Même le magazine L'Expansion s'y met ! La souffrance psychique au travail est à la mode, y compris chez les managers et les branchés de la finance. Et fait souvent la une des quotidiens nationaux.

Face à cette souffrance, les entreprises privilégient des solutions de prévention axées sur les individus et ne remettant pas en cause l'organisation du travail. Numéros Verts, stages de gestion du stress sont autant de remèdes qui font le bonheur et le chiffre d'affaires de cabinets de consultants... pour une efficacité discutable.

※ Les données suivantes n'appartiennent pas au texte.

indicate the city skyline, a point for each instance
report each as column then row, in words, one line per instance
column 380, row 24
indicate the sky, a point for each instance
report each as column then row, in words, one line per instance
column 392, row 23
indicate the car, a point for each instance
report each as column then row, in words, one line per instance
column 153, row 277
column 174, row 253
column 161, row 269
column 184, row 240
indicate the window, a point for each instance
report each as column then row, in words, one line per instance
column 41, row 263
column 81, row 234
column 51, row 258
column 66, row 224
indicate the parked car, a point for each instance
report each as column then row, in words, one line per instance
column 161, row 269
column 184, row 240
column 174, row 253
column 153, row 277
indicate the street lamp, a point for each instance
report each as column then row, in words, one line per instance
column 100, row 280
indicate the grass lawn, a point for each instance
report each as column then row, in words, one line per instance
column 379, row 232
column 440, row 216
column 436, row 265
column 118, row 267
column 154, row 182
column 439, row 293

Evidemment, à Santé & Travail, nous recommandons une autre approche, centrée sur le travail. Mal-être, surcharge de travail, conflits avec les collègues, harcèlement... Derrière ces plaintes des salariés, on trouve souvent un point commun en discutant avec eux : la difficulté à faire un travail de qualité. Pourtant, jamais sans doute les entreprises n'ont autant mis l'accent sur la qualité. Sauf que ce terme n'a pas la même signification pour la direction, le client et le salarié. Pour l'opérateur d'un centre d'appel, par exemple, réaliser un bon travail, c'est d'abord répondre au mieux à la demande du client. Pour le gestionnaire, la qualité doit lui permettre en priorité d'améliorer sa rentabilité. Cela va donc conduire à une standardisation des réponses et à une intensification des tâches : l'opérateur devra répondre en un minimum de temps pour prendre un plus grand nombre d'appels. Mais surtout, il devra jongler avec cet objectif et les attentes d'un client devenu roi. Seul. Car, que ce soit la charge de travail, les objectifs individualisés ou les entretiens annuels d'évaluation, tout concourt à isoler les salariés. Et donc à les empêcher de confronter leurs pratiques à celles de leurs pairs.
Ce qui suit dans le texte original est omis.